2. Cushion the bottom of the fruit bowl.

3. Wrap a handmade design as a hostess gift.

4. “They also make cute reusable gift wrapping, using them like we do in Japan as a furoshiki,” or wrapping cloth, Lookout &Wonderland designer Niki Livingston said.

5. Use stiffer materials such as linen in place of vinyl shelf liner. When the shelves get dusty, just toss the towels into the laundry.

6. “Especially during the holidays, I love packing up fresh citrus in a tea towel and tying it off with yarn and bakers’ twine,” Culver City, Calif., textile artist Heather Taylor said. “This makes for a great hostess gift.”

7. A variation on that theme: Use a tea towel to wrap scented handmade soap and leave it out for houseguests, suggested Kara Smith, president of SFA Design in L.A.

8. Use large ones as place mats.

9. “I love using tea towels as napkins or bibs for those get-your-fingers-dirty meals like crabs and ribs,” Studio City, Calif., textile designer Paula Smail said. “They look great on the table, and if they are illustrated, they become conversation starters.”

10. Use softer materials such as flour-sack cloth to blot moisture when washing salad greens. Lay out lettuce on the towel, roll it like a cinnamon roll, then shake gently.

11. Lay down a damp towel to prevent the cutting board from slipping when carving meat or rolling out cookie dough.

12. Put them out as guest hand towels.

13. Line your tote bags with them.

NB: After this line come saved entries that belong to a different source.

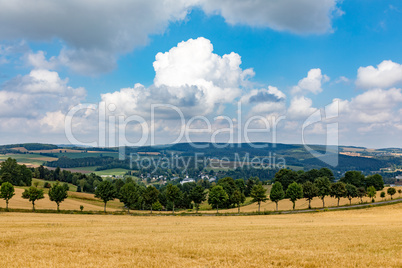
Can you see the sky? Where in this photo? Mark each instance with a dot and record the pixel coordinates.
(108, 73)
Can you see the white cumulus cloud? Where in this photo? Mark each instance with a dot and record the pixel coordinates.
(386, 75)
(189, 76)
(312, 83)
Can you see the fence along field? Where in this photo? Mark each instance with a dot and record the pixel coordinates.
(355, 238)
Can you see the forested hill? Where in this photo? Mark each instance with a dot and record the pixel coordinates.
(295, 155)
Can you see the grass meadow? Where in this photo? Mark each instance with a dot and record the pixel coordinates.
(355, 238)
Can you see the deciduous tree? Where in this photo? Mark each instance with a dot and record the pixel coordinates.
(217, 197)
(338, 190)
(129, 195)
(310, 190)
(238, 199)
(150, 195)
(259, 194)
(7, 192)
(105, 191)
(371, 192)
(33, 194)
(198, 195)
(361, 192)
(324, 188)
(57, 194)
(351, 192)
(173, 194)
(277, 193)
(391, 191)
(294, 192)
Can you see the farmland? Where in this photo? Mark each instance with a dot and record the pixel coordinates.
(358, 238)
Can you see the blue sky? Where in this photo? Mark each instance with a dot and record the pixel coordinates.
(56, 56)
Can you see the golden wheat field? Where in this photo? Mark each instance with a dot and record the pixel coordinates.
(355, 238)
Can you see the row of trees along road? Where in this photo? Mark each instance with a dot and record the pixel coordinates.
(58, 193)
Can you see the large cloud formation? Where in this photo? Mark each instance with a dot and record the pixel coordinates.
(387, 74)
(95, 33)
(190, 77)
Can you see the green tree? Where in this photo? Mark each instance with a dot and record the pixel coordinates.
(7, 192)
(353, 177)
(217, 197)
(374, 180)
(230, 187)
(391, 191)
(150, 195)
(286, 177)
(129, 195)
(351, 192)
(361, 192)
(33, 194)
(310, 190)
(238, 199)
(157, 206)
(277, 193)
(173, 194)
(338, 190)
(57, 194)
(371, 192)
(241, 185)
(294, 192)
(105, 191)
(15, 174)
(324, 188)
(259, 194)
(198, 195)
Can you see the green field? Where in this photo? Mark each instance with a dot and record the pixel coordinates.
(82, 155)
(110, 172)
(72, 187)
(34, 159)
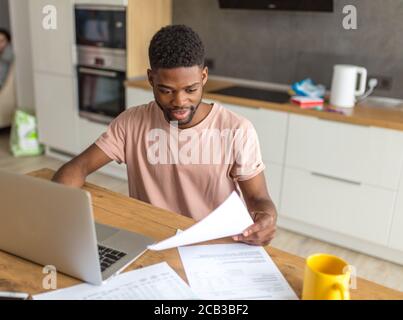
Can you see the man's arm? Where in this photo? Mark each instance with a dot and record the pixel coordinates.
(262, 210)
(74, 172)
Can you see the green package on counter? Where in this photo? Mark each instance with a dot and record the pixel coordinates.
(24, 135)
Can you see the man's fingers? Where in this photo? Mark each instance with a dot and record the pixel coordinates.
(256, 227)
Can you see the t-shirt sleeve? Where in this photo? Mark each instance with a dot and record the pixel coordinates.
(113, 141)
(248, 161)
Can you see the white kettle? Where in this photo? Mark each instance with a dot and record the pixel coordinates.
(344, 85)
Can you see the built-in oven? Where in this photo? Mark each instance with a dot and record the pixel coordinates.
(101, 93)
(101, 61)
(102, 26)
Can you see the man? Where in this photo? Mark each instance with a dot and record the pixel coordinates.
(6, 55)
(182, 154)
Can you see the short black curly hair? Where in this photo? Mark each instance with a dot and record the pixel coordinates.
(176, 46)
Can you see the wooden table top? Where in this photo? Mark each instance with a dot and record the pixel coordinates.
(17, 274)
(361, 114)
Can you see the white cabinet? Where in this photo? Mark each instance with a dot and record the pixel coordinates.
(52, 49)
(273, 175)
(89, 132)
(271, 128)
(369, 155)
(57, 112)
(356, 210)
(396, 234)
(137, 96)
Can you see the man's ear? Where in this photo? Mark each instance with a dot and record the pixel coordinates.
(204, 75)
(150, 77)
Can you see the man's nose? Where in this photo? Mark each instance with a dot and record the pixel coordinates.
(179, 99)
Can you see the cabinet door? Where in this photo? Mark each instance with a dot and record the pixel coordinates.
(356, 210)
(370, 155)
(137, 96)
(271, 128)
(89, 132)
(52, 49)
(57, 112)
(396, 234)
(273, 175)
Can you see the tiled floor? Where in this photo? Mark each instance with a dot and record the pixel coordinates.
(377, 270)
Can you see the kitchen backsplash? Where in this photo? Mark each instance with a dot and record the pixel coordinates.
(282, 47)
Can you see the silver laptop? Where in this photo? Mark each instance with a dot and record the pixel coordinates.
(53, 224)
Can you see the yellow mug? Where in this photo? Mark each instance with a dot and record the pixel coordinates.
(326, 277)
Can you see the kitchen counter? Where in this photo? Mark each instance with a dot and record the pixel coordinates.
(360, 115)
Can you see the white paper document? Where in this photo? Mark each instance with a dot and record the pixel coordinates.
(234, 271)
(229, 219)
(156, 282)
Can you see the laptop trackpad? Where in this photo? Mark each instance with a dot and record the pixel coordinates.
(104, 232)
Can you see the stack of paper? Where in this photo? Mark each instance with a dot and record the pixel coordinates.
(229, 219)
(156, 282)
(234, 271)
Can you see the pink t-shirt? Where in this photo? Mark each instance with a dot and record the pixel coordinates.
(188, 171)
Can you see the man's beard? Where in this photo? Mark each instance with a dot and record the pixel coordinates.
(170, 118)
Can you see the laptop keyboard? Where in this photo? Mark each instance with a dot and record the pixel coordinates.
(108, 256)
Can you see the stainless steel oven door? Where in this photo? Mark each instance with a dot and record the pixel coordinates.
(101, 93)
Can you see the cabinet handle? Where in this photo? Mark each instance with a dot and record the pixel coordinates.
(110, 74)
(321, 175)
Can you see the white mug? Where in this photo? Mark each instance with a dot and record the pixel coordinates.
(344, 85)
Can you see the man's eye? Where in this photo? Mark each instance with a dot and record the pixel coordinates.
(165, 91)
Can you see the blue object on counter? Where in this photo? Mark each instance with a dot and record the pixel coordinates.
(308, 88)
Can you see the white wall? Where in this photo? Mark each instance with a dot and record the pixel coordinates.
(4, 17)
(20, 26)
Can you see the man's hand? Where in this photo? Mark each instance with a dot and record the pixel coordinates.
(262, 211)
(261, 233)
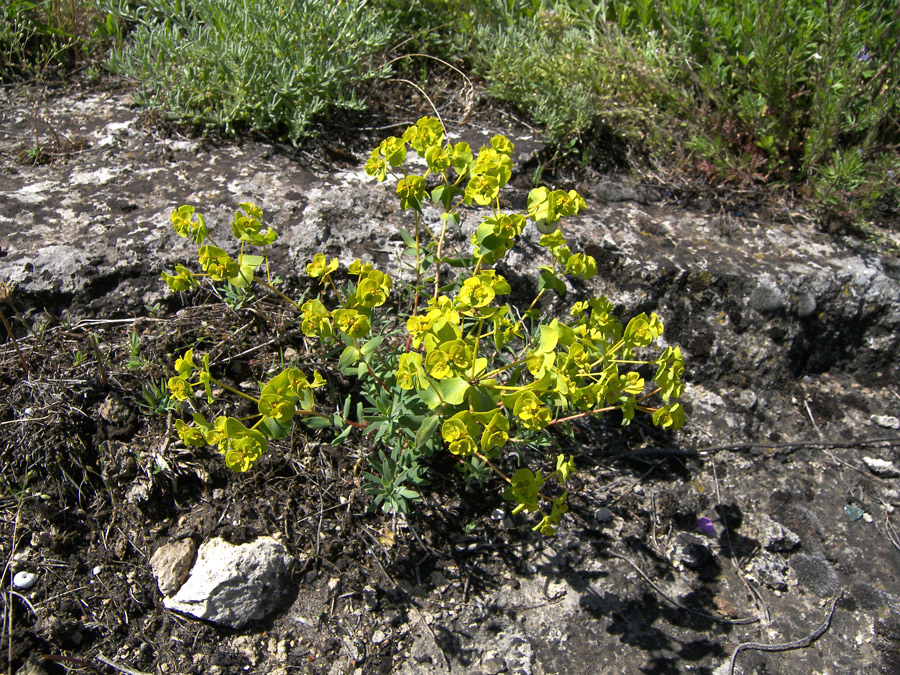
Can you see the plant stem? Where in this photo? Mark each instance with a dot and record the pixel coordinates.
(274, 290)
(15, 344)
(233, 390)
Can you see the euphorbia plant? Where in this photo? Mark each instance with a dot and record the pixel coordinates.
(466, 372)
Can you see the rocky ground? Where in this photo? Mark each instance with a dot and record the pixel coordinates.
(792, 448)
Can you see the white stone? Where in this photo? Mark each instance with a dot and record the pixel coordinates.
(881, 467)
(233, 585)
(171, 565)
(24, 580)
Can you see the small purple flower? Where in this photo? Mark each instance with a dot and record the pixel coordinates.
(705, 525)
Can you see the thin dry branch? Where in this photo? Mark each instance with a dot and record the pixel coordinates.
(802, 643)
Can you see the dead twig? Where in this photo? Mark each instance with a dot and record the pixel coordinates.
(409, 598)
(120, 667)
(802, 643)
(737, 568)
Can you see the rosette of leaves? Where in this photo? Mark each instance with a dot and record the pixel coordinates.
(466, 373)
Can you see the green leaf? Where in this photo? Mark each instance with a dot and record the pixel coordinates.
(454, 390)
(550, 280)
(408, 239)
(444, 194)
(348, 359)
(426, 430)
(549, 338)
(484, 398)
(371, 345)
(275, 429)
(316, 422)
(430, 396)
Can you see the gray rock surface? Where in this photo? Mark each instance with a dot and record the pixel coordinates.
(234, 585)
(171, 564)
(791, 337)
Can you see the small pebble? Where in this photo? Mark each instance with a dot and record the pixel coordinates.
(24, 580)
(603, 515)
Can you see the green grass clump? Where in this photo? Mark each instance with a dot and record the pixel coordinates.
(266, 65)
(38, 35)
(799, 91)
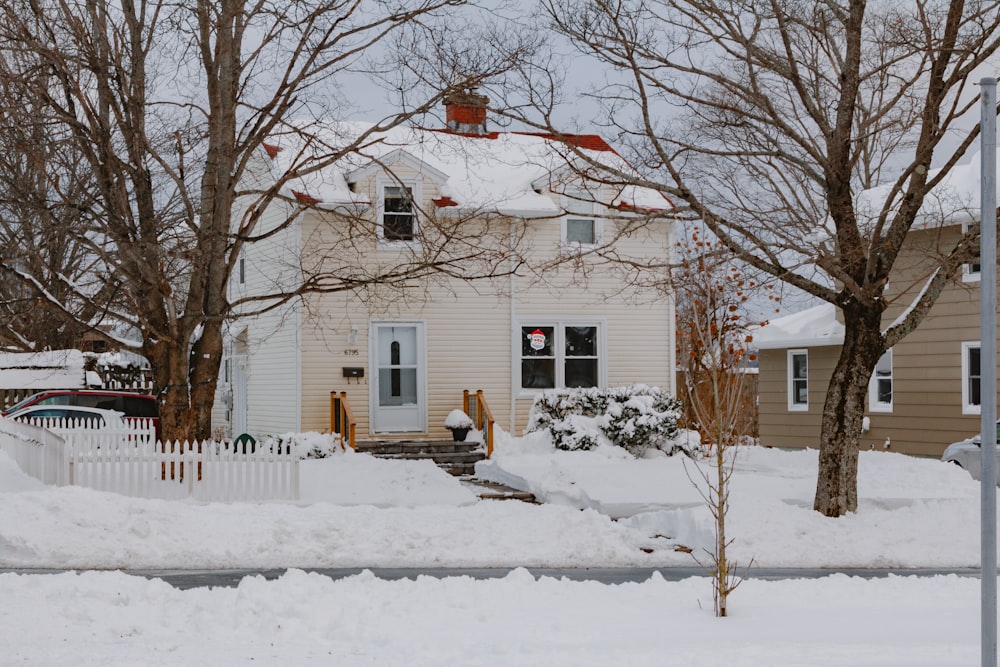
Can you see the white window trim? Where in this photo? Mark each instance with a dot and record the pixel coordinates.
(576, 195)
(967, 408)
(381, 183)
(792, 405)
(559, 346)
(968, 275)
(875, 405)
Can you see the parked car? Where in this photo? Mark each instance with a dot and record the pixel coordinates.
(85, 417)
(968, 454)
(130, 404)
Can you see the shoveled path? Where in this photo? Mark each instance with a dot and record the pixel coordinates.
(185, 579)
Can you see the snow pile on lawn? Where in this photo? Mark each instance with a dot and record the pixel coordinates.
(109, 618)
(356, 510)
(914, 512)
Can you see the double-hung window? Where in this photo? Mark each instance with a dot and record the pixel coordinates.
(798, 380)
(399, 219)
(971, 398)
(970, 270)
(561, 354)
(880, 386)
(580, 224)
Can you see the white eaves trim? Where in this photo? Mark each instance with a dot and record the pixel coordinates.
(399, 157)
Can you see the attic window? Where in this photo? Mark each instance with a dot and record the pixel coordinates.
(580, 224)
(398, 219)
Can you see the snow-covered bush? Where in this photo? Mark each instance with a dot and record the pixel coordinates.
(304, 445)
(635, 418)
(457, 419)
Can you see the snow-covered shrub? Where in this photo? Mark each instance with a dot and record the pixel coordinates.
(635, 418)
(458, 419)
(308, 445)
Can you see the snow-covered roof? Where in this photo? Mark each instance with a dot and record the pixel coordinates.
(497, 172)
(954, 201)
(812, 327)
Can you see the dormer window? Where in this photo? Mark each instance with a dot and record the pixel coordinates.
(399, 219)
(580, 224)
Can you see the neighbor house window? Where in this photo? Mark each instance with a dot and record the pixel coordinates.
(798, 380)
(580, 224)
(399, 221)
(561, 354)
(971, 270)
(880, 386)
(971, 403)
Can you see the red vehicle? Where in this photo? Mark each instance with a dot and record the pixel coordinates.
(131, 404)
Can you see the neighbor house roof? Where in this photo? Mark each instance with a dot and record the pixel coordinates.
(813, 327)
(495, 172)
(955, 200)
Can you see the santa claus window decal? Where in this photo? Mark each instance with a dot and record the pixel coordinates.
(560, 355)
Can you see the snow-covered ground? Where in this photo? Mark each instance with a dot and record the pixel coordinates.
(601, 509)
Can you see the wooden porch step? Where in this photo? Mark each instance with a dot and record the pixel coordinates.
(487, 490)
(456, 458)
(414, 447)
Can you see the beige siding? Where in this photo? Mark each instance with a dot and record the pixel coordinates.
(469, 328)
(927, 370)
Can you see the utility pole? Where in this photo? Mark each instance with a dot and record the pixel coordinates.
(988, 363)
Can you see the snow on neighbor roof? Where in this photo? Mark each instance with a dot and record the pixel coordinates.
(954, 201)
(813, 327)
(495, 172)
(57, 369)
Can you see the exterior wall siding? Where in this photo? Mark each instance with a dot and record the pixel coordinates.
(927, 412)
(271, 339)
(471, 336)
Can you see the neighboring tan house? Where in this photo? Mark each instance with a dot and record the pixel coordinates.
(924, 393)
(404, 358)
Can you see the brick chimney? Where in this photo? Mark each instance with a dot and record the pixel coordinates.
(465, 112)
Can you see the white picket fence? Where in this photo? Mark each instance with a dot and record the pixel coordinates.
(37, 451)
(132, 462)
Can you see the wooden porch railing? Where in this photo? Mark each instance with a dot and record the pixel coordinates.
(342, 419)
(477, 409)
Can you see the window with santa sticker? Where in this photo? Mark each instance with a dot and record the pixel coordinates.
(561, 354)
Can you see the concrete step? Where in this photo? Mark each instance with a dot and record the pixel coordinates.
(415, 447)
(437, 457)
(494, 491)
(456, 458)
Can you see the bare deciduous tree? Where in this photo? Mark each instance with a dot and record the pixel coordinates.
(714, 336)
(167, 105)
(767, 119)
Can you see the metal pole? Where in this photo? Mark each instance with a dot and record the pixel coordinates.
(988, 365)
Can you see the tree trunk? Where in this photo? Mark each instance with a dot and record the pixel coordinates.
(186, 383)
(843, 412)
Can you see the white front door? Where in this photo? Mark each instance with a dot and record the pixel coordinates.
(398, 389)
(239, 388)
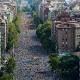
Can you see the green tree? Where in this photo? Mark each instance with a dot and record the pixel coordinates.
(36, 18)
(44, 33)
(12, 36)
(67, 66)
(54, 61)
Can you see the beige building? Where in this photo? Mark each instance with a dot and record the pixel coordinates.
(67, 32)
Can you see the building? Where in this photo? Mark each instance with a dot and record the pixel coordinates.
(67, 32)
(50, 8)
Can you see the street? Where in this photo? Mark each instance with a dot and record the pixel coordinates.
(31, 58)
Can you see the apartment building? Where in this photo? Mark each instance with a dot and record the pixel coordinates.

They’re easier to clean than most totes.

14. Stretch and staple them over wood frames as textile artworks to hang on the kitchen wall.

15. Use the towel as a wine bag. Ted Vadakan, co-founder of the L.A. store Poketo, shows how to wrap a bottle at poketo.com/blog/2012/10/18.

16. Turn your favorite designs into simple aprons with twill tape.

17. L.A. designer Kishani Perera suggests sewing them into simple toss pillows.

18. Or you can sew them into seat cushions.

19. Lay one over your computer keyboard as a dust (and cat hair) cover.

20. When the designs fade or the material gets ragged, use them outside the home. Car buffs love the super-soft flour sack material to wipe down the dashboard — and as we’ve proved here, it’s so easy to find cool new designs for the kitchen again.